Inline `bridge::Buffer` methods. #97604

nnethercote · 2022-05-31T23:32:30Z

This fixes a performance regression caused by making Buffer
non-generic in #97004.

This fixes a performance regression caused by making `Buffer` non-generic in rust-lang#97004.

rust-highfive · 2022-05-31T23:32:32Z

Hey! It looks like you've submitted a new PR for the library teams!

If this PR contains changes to any rust-lang/rust public library APIs then please comment with r? rust-lang/libs-api @rustbot label +T-libs-api -T-libs to request review from a libs-api team reviewer. If you're unsure where your change falls no worries, just leave it as is and the reviewer will take a look and make a decision to forward on if necessary.

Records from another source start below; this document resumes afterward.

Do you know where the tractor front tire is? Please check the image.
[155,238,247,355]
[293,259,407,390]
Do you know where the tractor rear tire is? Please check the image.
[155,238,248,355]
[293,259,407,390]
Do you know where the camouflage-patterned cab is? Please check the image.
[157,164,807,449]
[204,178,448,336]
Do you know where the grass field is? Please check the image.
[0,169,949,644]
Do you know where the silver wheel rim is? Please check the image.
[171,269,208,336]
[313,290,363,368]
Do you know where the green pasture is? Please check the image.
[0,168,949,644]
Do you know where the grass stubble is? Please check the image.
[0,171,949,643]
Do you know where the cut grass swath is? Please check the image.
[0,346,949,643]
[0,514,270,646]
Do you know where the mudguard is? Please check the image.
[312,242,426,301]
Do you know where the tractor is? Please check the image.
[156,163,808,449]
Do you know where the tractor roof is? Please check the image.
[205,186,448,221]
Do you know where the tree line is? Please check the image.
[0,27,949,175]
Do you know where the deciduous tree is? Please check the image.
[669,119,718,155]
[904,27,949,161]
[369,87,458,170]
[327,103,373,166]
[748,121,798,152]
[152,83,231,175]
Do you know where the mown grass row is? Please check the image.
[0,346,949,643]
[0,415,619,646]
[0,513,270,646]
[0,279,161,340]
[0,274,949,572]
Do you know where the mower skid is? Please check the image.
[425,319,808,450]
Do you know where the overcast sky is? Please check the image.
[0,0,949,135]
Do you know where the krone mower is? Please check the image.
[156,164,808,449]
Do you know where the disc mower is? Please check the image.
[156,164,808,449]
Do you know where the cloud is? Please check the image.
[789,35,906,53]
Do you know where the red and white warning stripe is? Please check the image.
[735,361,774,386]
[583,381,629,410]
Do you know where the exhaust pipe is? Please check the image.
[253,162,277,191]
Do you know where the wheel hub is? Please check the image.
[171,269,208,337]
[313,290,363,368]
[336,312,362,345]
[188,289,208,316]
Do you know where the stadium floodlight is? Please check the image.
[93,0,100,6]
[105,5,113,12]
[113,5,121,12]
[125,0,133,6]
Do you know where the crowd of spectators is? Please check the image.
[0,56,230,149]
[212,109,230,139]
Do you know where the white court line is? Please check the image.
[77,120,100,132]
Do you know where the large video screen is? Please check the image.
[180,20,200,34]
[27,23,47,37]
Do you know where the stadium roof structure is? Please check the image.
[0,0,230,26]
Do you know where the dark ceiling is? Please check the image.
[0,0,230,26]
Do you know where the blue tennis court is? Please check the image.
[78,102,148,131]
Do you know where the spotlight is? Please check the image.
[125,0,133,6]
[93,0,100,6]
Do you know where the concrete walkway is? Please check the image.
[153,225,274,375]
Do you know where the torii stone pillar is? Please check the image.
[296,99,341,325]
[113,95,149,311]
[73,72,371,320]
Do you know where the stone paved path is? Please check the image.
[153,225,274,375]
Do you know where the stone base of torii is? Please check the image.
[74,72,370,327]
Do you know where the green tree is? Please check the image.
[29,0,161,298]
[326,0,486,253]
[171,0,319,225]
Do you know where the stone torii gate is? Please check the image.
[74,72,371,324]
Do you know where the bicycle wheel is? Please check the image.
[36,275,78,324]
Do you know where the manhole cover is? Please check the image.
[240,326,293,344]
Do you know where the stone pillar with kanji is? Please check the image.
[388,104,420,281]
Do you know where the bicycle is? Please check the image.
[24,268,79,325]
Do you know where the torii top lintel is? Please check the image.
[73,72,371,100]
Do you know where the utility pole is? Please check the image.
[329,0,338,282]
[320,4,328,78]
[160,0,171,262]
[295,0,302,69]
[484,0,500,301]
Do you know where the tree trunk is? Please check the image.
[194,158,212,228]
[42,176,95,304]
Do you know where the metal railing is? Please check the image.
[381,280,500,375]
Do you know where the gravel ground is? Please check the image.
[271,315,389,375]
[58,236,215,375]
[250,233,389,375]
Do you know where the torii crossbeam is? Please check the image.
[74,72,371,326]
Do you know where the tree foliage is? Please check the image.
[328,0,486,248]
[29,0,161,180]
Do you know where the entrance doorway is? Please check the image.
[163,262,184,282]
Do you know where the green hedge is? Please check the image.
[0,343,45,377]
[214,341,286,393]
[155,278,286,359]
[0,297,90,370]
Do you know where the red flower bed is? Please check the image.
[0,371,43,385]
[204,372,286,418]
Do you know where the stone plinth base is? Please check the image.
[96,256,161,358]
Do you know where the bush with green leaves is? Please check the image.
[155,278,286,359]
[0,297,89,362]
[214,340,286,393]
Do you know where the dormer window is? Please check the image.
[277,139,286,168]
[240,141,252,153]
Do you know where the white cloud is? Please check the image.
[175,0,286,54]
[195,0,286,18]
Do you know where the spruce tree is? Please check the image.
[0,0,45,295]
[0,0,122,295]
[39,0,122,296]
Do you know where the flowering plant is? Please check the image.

Examples of T-libs-api changes:

Stabilizing library features
Introducing insta-stable changes such as new implementations of existing stable traits on existing stable types
Introducing new or changing existing unstable library APIs (excluding permanently unstable features / features without a tracking issue)
Changing public documentation in ways that create new stability guarantees
Changing observable runtime behavior of library APIs

nnethercote · 2022-05-31T23:33:43Z

@bors try @rust-timer queue

rust-timer · 2022-05-31T23:33:44Z

Awaiting bors try build completion.

@rustbot label: +S-waiting-on-perf

bors · 2022-05-31T23:33:52Z

⌛ Trying commit dee353d with merge 96f4496f4f75f1e98a276af608d7b4a9a06fc333...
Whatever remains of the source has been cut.